Maximum Normalized Cross-Correlation (MNC)

When an acoustic source is close to a microphone, the direct to reverberant signal ratio at the microphone is usually high. The direct to reverberant ratio usually depends on the reverberation time of the room or enclosure and other structures that are in the path between the near-field source and the microphone. When the distance between the source and the microphone increases, the direct to reverberant ratio decreases due to propagation loss in the direct path, and the energy of reverberant signal is comparable to the direct path signal. In accordance with one aspect of the invention, this effect is used to generate a statistic that reliably indicates the presence of a near-field signal regardless of the position of the array.
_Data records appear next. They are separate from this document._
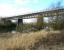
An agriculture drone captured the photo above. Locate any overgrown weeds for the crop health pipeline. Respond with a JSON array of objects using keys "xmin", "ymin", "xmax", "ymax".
[{"xmin": 0, "ymin": 30, "xmax": 64, "ymax": 50}]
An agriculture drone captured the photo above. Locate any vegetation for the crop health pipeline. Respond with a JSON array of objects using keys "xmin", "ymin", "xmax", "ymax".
[
  {"xmin": 0, "ymin": 20, "xmax": 16, "ymax": 33},
  {"xmin": 49, "ymin": 16, "xmax": 64, "ymax": 30},
  {"xmin": 0, "ymin": 0, "xmax": 64, "ymax": 50},
  {"xmin": 0, "ymin": 30, "xmax": 64, "ymax": 50},
  {"xmin": 48, "ymin": 0, "xmax": 64, "ymax": 30},
  {"xmin": 0, "ymin": 30, "xmax": 47, "ymax": 50}
]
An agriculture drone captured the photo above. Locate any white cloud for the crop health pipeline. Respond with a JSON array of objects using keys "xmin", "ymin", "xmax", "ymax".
[
  {"xmin": 15, "ymin": 0, "xmax": 39, "ymax": 5},
  {"xmin": 15, "ymin": 8, "xmax": 34, "ymax": 15},
  {"xmin": 0, "ymin": 0, "xmax": 40, "ymax": 17},
  {"xmin": 0, "ymin": 4, "xmax": 15, "ymax": 17},
  {"xmin": 0, "ymin": 4, "xmax": 34, "ymax": 17},
  {"xmin": 15, "ymin": 0, "xmax": 30, "ymax": 5},
  {"xmin": 33, "ymin": 0, "xmax": 39, "ymax": 4}
]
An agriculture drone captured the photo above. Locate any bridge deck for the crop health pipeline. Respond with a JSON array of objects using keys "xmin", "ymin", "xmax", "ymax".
[{"xmin": 2, "ymin": 8, "xmax": 64, "ymax": 20}]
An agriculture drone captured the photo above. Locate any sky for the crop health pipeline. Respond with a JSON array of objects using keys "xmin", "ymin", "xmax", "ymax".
[{"xmin": 0, "ymin": 0, "xmax": 64, "ymax": 17}]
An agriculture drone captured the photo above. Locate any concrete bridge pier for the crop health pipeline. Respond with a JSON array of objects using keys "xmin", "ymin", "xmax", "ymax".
[
  {"xmin": 18, "ymin": 19, "xmax": 23, "ymax": 25},
  {"xmin": 17, "ymin": 18, "xmax": 23, "ymax": 32},
  {"xmin": 37, "ymin": 14, "xmax": 44, "ymax": 30}
]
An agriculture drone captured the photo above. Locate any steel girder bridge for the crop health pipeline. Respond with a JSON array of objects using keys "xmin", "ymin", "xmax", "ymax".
[
  {"xmin": 3, "ymin": 8, "xmax": 64, "ymax": 22},
  {"xmin": 2, "ymin": 8, "xmax": 64, "ymax": 32}
]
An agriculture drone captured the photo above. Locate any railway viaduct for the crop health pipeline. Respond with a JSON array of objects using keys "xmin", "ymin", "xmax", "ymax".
[
  {"xmin": 3, "ymin": 8, "xmax": 64, "ymax": 23},
  {"xmin": 1, "ymin": 8, "xmax": 64, "ymax": 32}
]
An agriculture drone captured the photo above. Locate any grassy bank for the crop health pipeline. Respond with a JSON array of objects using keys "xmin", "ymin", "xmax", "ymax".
[{"xmin": 0, "ymin": 30, "xmax": 64, "ymax": 50}]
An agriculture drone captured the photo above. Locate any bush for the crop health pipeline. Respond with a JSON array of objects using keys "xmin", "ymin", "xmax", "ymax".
[{"xmin": 0, "ymin": 23, "xmax": 16, "ymax": 33}]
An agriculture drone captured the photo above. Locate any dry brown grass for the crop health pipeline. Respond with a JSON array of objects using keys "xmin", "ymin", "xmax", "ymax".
[
  {"xmin": 0, "ymin": 30, "xmax": 64, "ymax": 50},
  {"xmin": 0, "ymin": 30, "xmax": 48, "ymax": 50}
]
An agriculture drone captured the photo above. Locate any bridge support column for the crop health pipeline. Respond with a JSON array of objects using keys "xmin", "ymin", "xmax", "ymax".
[
  {"xmin": 16, "ymin": 19, "xmax": 23, "ymax": 32},
  {"xmin": 18, "ymin": 19, "xmax": 23, "ymax": 25},
  {"xmin": 37, "ymin": 14, "xmax": 43, "ymax": 30}
]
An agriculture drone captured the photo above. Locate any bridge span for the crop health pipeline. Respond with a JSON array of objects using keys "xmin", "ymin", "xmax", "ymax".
[
  {"xmin": 3, "ymin": 8, "xmax": 64, "ymax": 20},
  {"xmin": 1, "ymin": 8, "xmax": 64, "ymax": 32}
]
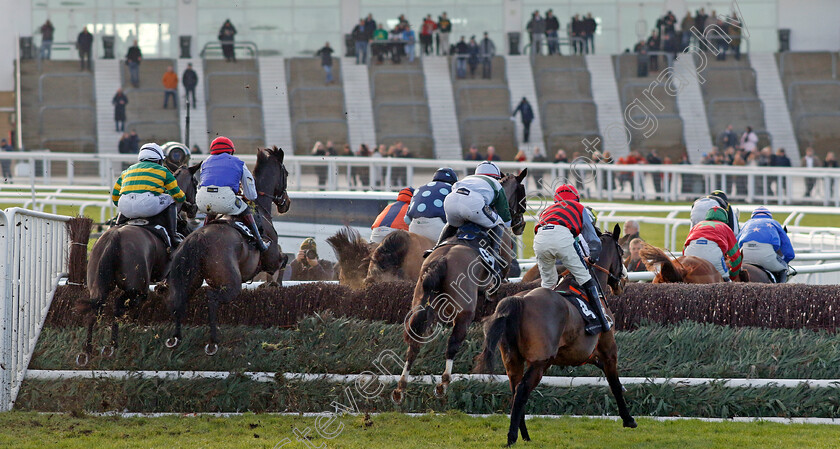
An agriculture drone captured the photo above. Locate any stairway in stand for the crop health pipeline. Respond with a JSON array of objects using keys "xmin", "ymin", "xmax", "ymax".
[
  {"xmin": 341, "ymin": 59, "xmax": 377, "ymax": 150},
  {"xmin": 585, "ymin": 54, "xmax": 630, "ymax": 157},
  {"xmin": 178, "ymin": 59, "xmax": 209, "ymax": 152},
  {"xmin": 751, "ymin": 53, "xmax": 801, "ymax": 164},
  {"xmin": 421, "ymin": 57, "xmax": 462, "ymax": 160}
]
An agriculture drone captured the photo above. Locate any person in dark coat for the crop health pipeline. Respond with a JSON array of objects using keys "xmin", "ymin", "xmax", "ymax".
[
  {"xmin": 219, "ymin": 19, "xmax": 237, "ymax": 62},
  {"xmin": 125, "ymin": 40, "xmax": 142, "ymax": 87},
  {"xmin": 454, "ymin": 36, "xmax": 469, "ymax": 78},
  {"xmin": 128, "ymin": 130, "xmax": 140, "ymax": 154},
  {"xmin": 118, "ymin": 133, "xmax": 132, "ymax": 154},
  {"xmin": 512, "ymin": 97, "xmax": 535, "ymax": 143},
  {"xmin": 112, "ymin": 88, "xmax": 128, "ymax": 132},
  {"xmin": 39, "ymin": 20, "xmax": 54, "ymax": 60},
  {"xmin": 76, "ymin": 26, "xmax": 93, "ymax": 71},
  {"xmin": 316, "ymin": 42, "xmax": 335, "ymax": 84},
  {"xmin": 544, "ymin": 10, "xmax": 560, "ymax": 55},
  {"xmin": 479, "ymin": 32, "xmax": 495, "ymax": 79},
  {"xmin": 0, "ymin": 138, "xmax": 13, "ymax": 181},
  {"xmin": 182, "ymin": 63, "xmax": 198, "ymax": 108},
  {"xmin": 571, "ymin": 14, "xmax": 584, "ymax": 54},
  {"xmin": 467, "ymin": 36, "xmax": 480, "ymax": 78},
  {"xmin": 583, "ymin": 13, "xmax": 597, "ymax": 53}
]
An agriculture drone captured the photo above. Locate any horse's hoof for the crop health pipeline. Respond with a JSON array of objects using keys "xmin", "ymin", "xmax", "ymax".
[
  {"xmin": 623, "ymin": 417, "xmax": 637, "ymax": 428},
  {"xmin": 100, "ymin": 345, "xmax": 115, "ymax": 358},
  {"xmin": 165, "ymin": 337, "xmax": 179, "ymax": 349},
  {"xmin": 75, "ymin": 352, "xmax": 89, "ymax": 367},
  {"xmin": 434, "ymin": 383, "xmax": 447, "ymax": 398},
  {"xmin": 391, "ymin": 389, "xmax": 404, "ymax": 404},
  {"xmin": 204, "ymin": 343, "xmax": 218, "ymax": 356}
]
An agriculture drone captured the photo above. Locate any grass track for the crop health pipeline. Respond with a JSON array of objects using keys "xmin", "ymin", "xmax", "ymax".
[{"xmin": 1, "ymin": 412, "xmax": 839, "ymax": 448}]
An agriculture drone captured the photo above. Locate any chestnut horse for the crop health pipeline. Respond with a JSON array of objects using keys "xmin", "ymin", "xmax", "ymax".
[
  {"xmin": 477, "ymin": 226, "xmax": 635, "ymax": 446},
  {"xmin": 639, "ymin": 242, "xmax": 724, "ymax": 283},
  {"xmin": 164, "ymin": 147, "xmax": 290, "ymax": 354},
  {"xmin": 79, "ymin": 164, "xmax": 199, "ymax": 364},
  {"xmin": 392, "ymin": 169, "xmax": 528, "ymax": 402}
]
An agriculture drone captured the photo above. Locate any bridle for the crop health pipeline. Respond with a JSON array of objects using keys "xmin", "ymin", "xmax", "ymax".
[
  {"xmin": 256, "ymin": 162, "xmax": 288, "ymax": 217},
  {"xmin": 504, "ymin": 175, "xmax": 527, "ymax": 234}
]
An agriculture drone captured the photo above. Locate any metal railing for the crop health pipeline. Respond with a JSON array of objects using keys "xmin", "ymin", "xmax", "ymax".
[
  {"xmin": 779, "ymin": 51, "xmax": 837, "ymax": 81},
  {"xmin": 15, "ymin": 34, "xmax": 23, "ymax": 150},
  {"xmin": 523, "ymin": 36, "xmax": 587, "ymax": 60},
  {"xmin": 200, "ymin": 41, "xmax": 259, "ymax": 59}
]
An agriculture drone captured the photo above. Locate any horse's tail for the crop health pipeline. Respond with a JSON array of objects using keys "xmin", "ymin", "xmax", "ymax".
[
  {"xmin": 367, "ymin": 230, "xmax": 411, "ymax": 280},
  {"xmin": 164, "ymin": 230, "xmax": 206, "ymax": 309},
  {"xmin": 80, "ymin": 229, "xmax": 120, "ymax": 314},
  {"xmin": 476, "ymin": 295, "xmax": 524, "ymax": 374},
  {"xmin": 419, "ymin": 257, "xmax": 448, "ymax": 308},
  {"xmin": 639, "ymin": 242, "xmax": 684, "ymax": 283}
]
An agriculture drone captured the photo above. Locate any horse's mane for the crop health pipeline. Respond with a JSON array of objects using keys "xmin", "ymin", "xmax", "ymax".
[
  {"xmin": 639, "ymin": 242, "xmax": 685, "ymax": 282},
  {"xmin": 326, "ymin": 227, "xmax": 372, "ymax": 274},
  {"xmin": 369, "ymin": 230, "xmax": 410, "ymax": 277},
  {"xmin": 255, "ymin": 146, "xmax": 285, "ymax": 174}
]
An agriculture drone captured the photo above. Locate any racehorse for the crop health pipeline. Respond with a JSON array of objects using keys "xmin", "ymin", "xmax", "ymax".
[
  {"xmin": 164, "ymin": 147, "xmax": 291, "ymax": 354},
  {"xmin": 78, "ymin": 164, "xmax": 199, "ymax": 365},
  {"xmin": 520, "ymin": 263, "xmax": 564, "ymax": 283},
  {"xmin": 740, "ymin": 264, "xmax": 773, "ymax": 283},
  {"xmin": 477, "ymin": 226, "xmax": 635, "ymax": 446},
  {"xmin": 391, "ymin": 169, "xmax": 528, "ymax": 403},
  {"xmin": 326, "ymin": 228, "xmax": 434, "ymax": 288},
  {"xmin": 639, "ymin": 242, "xmax": 724, "ymax": 283}
]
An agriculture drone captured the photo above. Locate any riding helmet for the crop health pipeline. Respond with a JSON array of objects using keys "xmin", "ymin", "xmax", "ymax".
[
  {"xmin": 554, "ymin": 184, "xmax": 580, "ymax": 202},
  {"xmin": 474, "ymin": 161, "xmax": 501, "ymax": 179},
  {"xmin": 432, "ymin": 167, "xmax": 458, "ymax": 184},
  {"xmin": 710, "ymin": 189, "xmax": 728, "ymax": 205},
  {"xmin": 751, "ymin": 206, "xmax": 773, "ymax": 218},
  {"xmin": 210, "ymin": 136, "xmax": 236, "ymax": 155},
  {"xmin": 161, "ymin": 141, "xmax": 191, "ymax": 172},
  {"xmin": 138, "ymin": 143, "xmax": 165, "ymax": 163}
]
When a sound source is close to the microphone array, the normalized cross-correlation of the signals from the two microphones is dominated by the direct path signal. The normalized cross-correlation has a peak at a time corresponding to the propagation delay between the two microphones. Other peaks correspond to reflected signals. For far-field directional and diffuse-field signals, the peaks of the cross-correlation is smaller than the peak for near-field signals due to the r²loss phenomenon.

FIG. 4 is a group of charts illustrating the normalized cross-correlation of near-field signals 41 and diffused-field signals 42 at various microphone spacings and distances from the mouth, as indicated by the following table.

TABLE 1 microphone distance of near microphone FIG. spacing (cm) from mouth (cm) 4(A) 1 13 4(B) 2 12 4(C) 3 11 4(D) 4 10 4(E) 5 9 4(F) 6 8 4(G) 7 7 4(H) 8 6 4(I) 9 5 4(J) 10 4 4(K) 11 3 4(L) 12 2

FIG. 4 (F) and FIG. 4 (L) also indicate the normalized cross-correlation of far-field directional signals (dashed line 43) at the specified distances. In FIG. 4 (A), the normalized cross-correlation of diffuse-field signals is indistinguishable from curve 41 unless chart (A) is made considerably larger. Note how the normalized cross-correlation of near-field signals dominates in FIG. 4 (L).

The peak of the cross-correlation moves as a function of microphone spacings. Even though the cross-correlation for a far-field directional signal has a peak corresponding to the direction of arrival, the peak value is comparable to the ones corresponding to reflected signals. For a diffuse-field, the cross-correlation is much flatter than other two sound fields because there is no distinct directional component in a diffuse-field. Thus, the maximum value of the normalized cross-correlation can be used to differentiate near-field signals from far-field or diffuse-field signals.

Tests have shown that the cross-correlation value for near-field is above 0.9 (maximum is 1.0) for microphone spacings of 1-12 cm. The cross-correlation for the far-field directional and diffuse-field is below 0.6 when the microphone spacing is greater than 2 cm. For smaller microphone spacings, the cross-correlation value for far-field directional signals and for diffuse signals is high because the microphones are so closely spaced that even the reverberant signals are closely correlated between the near and far microphones due to very close spatial sampling. The cross-correlation statistic is independent of off-axis angle.

Thus, correlation statistic is a good statistic to differentiate between near-field and far-field or diffuse-field signals. The statistic is also robust to any changes in array position. The statistic is above 0.7 when the near-field to far-field directional signal ratio is greater than about 20 dB. As the near-field to far-field directional signal ratio decreases, the peak value of the cross-correlation also decreases. Thus, a near-field detector using correlation statistic is not robust when a significant amount of diffuse signal is also present.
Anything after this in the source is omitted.